Joseph is more problematic. We meet him in a way that gives us reason to mistrust him and to share Mary’s reservations about their betrothal. Then, instead of acknowledging his offence, he first defends his behaviour and then tells Mary he didn’t want to be betrothed to her either. They are starting off on such a shaky foundation that their relationship is hard to invest in. I wonder if the story was supposed to give hope and direction to modern Christian women who are feeling betrayed by a husband’s struggle with pornography. If so, it falls flat because there isn’t time to develop the story with any depth. Instead, we get a superficial treatment that risks conveying a problematic message: Entering into holy matrimony is more important than waiting for someone you can trust, and a woman’s job is to be obedient and forgiving; then God will work wonders in her man and he will become trustworthy.

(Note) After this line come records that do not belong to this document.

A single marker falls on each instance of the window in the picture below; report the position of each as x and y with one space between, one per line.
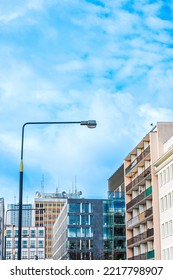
8 244
32 243
167 175
71 232
25 232
171 171
40 233
8 233
24 255
164 177
32 234
32 254
24 244
170 228
40 254
72 220
40 244
163 231
169 200
160 180
74 207
165 203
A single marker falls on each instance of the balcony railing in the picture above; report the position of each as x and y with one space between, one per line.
140 237
137 160
140 217
139 179
144 256
139 198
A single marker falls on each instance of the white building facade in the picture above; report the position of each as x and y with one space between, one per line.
33 242
164 170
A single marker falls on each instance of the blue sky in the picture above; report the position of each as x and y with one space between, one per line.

I think it would have been better to approach Mary and Joseph’s journey with an eye to a unifying theme about what defines a true king. We could have seen Mary and Joseph drawn to each other because they both harbored a counter-cultural expectation for the promised Messiah. Yes, he would come to deliver Israel. But Mary and Joseph would emphasize the good tidings he would bring to the meek and how he would bind up the broken-hearted and proclaim liberty to the captives, while the prevalent expectation was that he would destroy the enemies of the Jews. Later, Joseph could have been pressured to make a public example of Mary because, as a direct descendant of David, he owed that to his blood. But his decision to instead exercise compassion and dissolve the betrothal privately could have led to Gabriel’s revelation that she was telling the truth. Throughout, we could have seen Mary, Joseph and the wise men seeking after an ideal of kinghood that is meek, loving and even self-sacrificing while Herod represented the opposite. All of this could lead beautifully to Antipater’s defining moment at the end, in a way that could touch viewers so profoundly that our minds would keep returning to it for days.
Overall, I’m glad I watched Journey to Bethlehem. It had powerful moments. It won’t be joining It’s a Wonderful Life, The Christ Child: A Nativity Story and The Muppet Christmas Carol on my list of favourites that I could watch every Christmas. That's a little sad, because with the changes I’ve mentioned, it could have. But if you’re looking for a fresh nativity to watch tonight, this is a fun choice. It’s streaming on the major platforms.